A note to the world’s environmental community on the eve of the 140th anniversary of the Metre Convention
World Metrology Day, 20 May, is an annual celebration of the Metre Convention on 20 May 1875. The signing of an agreement by representatives of seventeen nations at that Convention set the framework for global collaboration in the science of measurement for use in industrial, commercial and societal applications. The original aim of the Metre Convention – the world-wide uniformity of measurement – remains as important today as it was in 1875. Now, to leverage the benefits of uniform measurement in the digital age, we need to take the next step.
I like the logo of the BIPM-OIML Resource Center on the World Metrology Day website:
Fresh from editing the recently announced OGC white paper, “Information Technology Standards for Sustainable Development”, I can’t help wanting to wrap the BIP-OIML Resource Center’s logo in symbols for communication:
The whole purpose of measurement is communication about quantities. When you have measured something – CO2 in the air, for example – you have taken the first step. When you preserve that measurement in a record (or feed it into a data stream), you have taken the second step, which is to make that data available to someone else. When you publish that record on the Internet in an open standard encoding with universally discoverable, readable and actionable information about who, what, when, where, how and why the sample was collected you have taken a step into the 21st century: You have made that sample part of an integrated global “common operating picture”, useful for studying and managing CO2. Due to the multiplier factor of providing the data as part of the global information infrastructure and by encoding and publishing that datum in an open standard way, the datum becomes far more valuable. The more that datum is used, now and in the future, the more valuable it becomes.

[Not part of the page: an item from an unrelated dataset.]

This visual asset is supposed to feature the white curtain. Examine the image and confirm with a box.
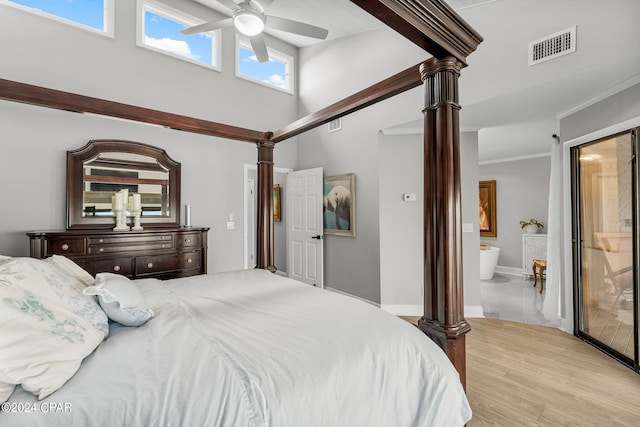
[542,137,563,323]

The OGC Observations & Measurements (O&M) Encoding Standard (now also an ISO standard) is an essential standard in the the OGC’s Sensor Web Enablement suite of standards. In developing O&M, OGC members relied on the BIPM/ISO 1993 International Vocabulary of Basic and General Terms in Metrology for its rigorous descriptions of measurements and for background on the philosophy of measurement. SWE standards establish a common language for communicating about what measurements are taken, and where, and they provide for specification of any of BIPM’s relevant International System of Units (SI) standards or alternative national standards. Other OGC standards establish a common language for communicating about where things are located, and they provide for specification of BIPM’s SI distance and geometry standards or alternative national distance and geometry standards.

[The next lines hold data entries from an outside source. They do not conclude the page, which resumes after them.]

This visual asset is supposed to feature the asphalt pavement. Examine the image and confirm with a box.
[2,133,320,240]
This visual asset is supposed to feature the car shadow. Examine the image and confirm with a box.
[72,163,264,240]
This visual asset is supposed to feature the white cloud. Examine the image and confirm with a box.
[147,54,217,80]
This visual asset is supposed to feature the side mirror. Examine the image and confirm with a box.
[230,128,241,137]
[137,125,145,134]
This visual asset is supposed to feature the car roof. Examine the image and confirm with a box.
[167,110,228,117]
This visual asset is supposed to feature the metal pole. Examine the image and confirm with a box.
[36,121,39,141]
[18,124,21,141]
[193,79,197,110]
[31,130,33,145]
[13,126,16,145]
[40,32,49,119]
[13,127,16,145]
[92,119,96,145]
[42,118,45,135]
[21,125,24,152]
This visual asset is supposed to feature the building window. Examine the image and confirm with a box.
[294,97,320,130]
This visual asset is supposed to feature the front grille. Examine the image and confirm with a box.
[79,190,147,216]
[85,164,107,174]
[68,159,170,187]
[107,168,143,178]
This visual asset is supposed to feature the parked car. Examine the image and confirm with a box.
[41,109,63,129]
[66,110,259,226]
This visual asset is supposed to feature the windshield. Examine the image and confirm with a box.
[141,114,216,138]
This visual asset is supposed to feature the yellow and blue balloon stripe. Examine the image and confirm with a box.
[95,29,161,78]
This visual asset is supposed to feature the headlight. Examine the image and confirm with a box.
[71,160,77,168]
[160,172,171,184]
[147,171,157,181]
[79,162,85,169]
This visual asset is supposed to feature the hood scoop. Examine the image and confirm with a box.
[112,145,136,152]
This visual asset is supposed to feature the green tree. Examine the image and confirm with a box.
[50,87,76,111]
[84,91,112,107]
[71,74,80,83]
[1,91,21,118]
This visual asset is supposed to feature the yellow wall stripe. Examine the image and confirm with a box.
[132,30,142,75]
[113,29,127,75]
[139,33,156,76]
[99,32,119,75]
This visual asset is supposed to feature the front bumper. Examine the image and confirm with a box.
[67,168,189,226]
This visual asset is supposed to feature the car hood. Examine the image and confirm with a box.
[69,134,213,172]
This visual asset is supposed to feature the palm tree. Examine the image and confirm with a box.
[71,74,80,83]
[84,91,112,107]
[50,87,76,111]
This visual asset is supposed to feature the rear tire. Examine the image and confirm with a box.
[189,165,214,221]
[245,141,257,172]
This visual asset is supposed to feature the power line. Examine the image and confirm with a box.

Computers require specificity in the naming and ordering of data elements. To make data universally discoverable, accessible and actionable it is necessary to use universal encoding standards that provide that specificity. Also, the flow of digital data (including environmental data, of course) and digital instructions inside computing machines and between computing machines depends on a corresponding framework of service interface standards that “know” how to read and write data that are so encoded.

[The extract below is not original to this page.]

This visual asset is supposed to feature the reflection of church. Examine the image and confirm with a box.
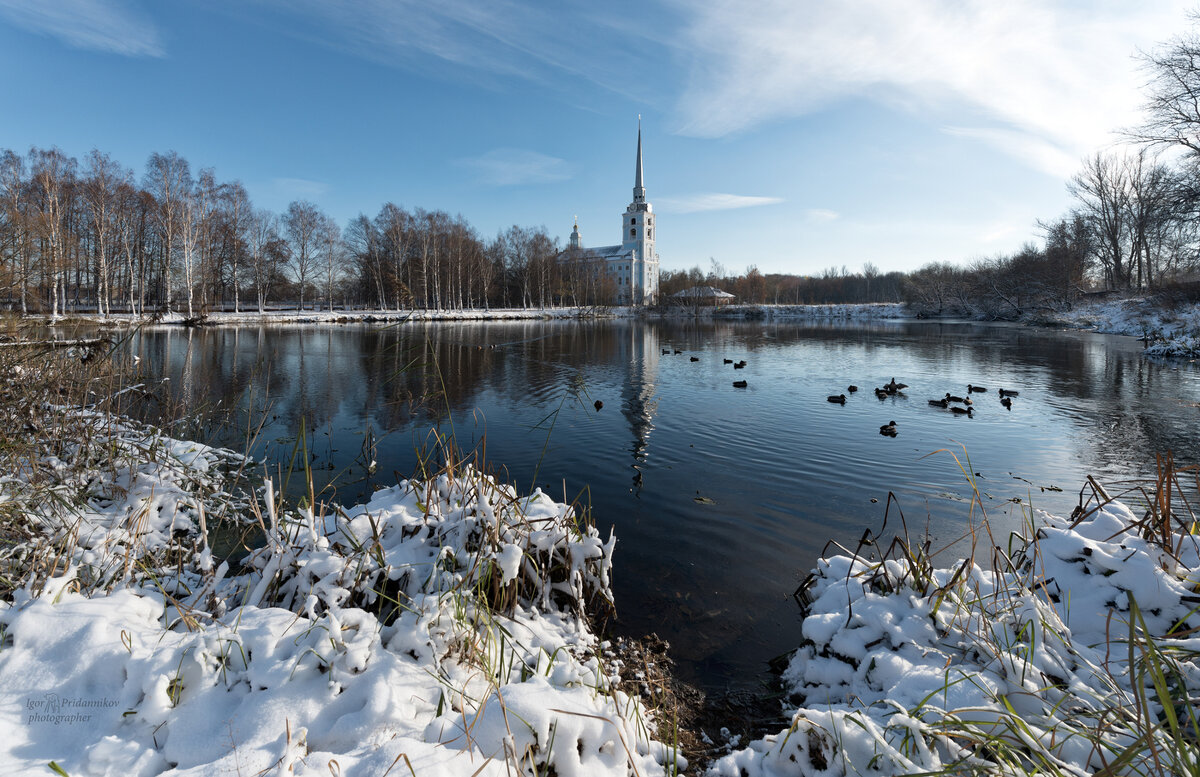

Key members of the hydrology, meteorology, climatology and geology communities came together inside and outside the OGC to create international open standards and best practices for encoding their particular kinds of geoscientific data. Earth phenomena of any type are causally connected. These experts working in collaboration have defined and are defining new OGC standards, profiles of existing OGC standards, and best practices to make their data communications consistent with respect to space and time and systems of measurement. They used the OGC forum and process to tap into expertise in geospatial technology, data modeling, and the Internet and Web infrastructure. All their data has a spatial component, so these four environmental standards working groups benefited and continue to benefit from close contact with other working groups in the OGC that focus on standards for Earth imaging, GIS, sensor webs, urban 3D models, Augmented Reality, linked computer models, etc. By doing their work in the OGC, they also had (and still have!) the opportunity to make their requirements known to the Information Technology companies they depend on. In addition, they were able to use the OGC’s Communication and Outreach Program to be sure their work is well known and well vetted by interested experts outside the OGC and around the world.
Thousands of years ago, in places around the world, standards for measuring and accounting (and standards for money and writing) marked the beginning of cooperation on a grand scale – civilization. The world’s current civilizations are growing and struggling toward a workable and sustainable existence together on a planet of limited natural resources and civilization-stressing climate changes. This challenge calls for a new regime of standards that support cooperative Earth stewardship on a grand scale. One necessary condition for success is rapid development of standards that will underpin not only geoscience research, but also Environmental Accounting.
The Metre Convention 140 years ago ushered in an unprecedented period of discovery, invention and commerce. Discovery, invention and commerce are still growing, and it’s clear now that the growth, and its associated environmental impacts, are exponential. Now we need international standards working groups who will usher in an unprecedented period of Earth stewardship. Earth stewardship on a grand scale requires Environmental Accounting, and Environmental Accounting requires standard encodings for environmental data.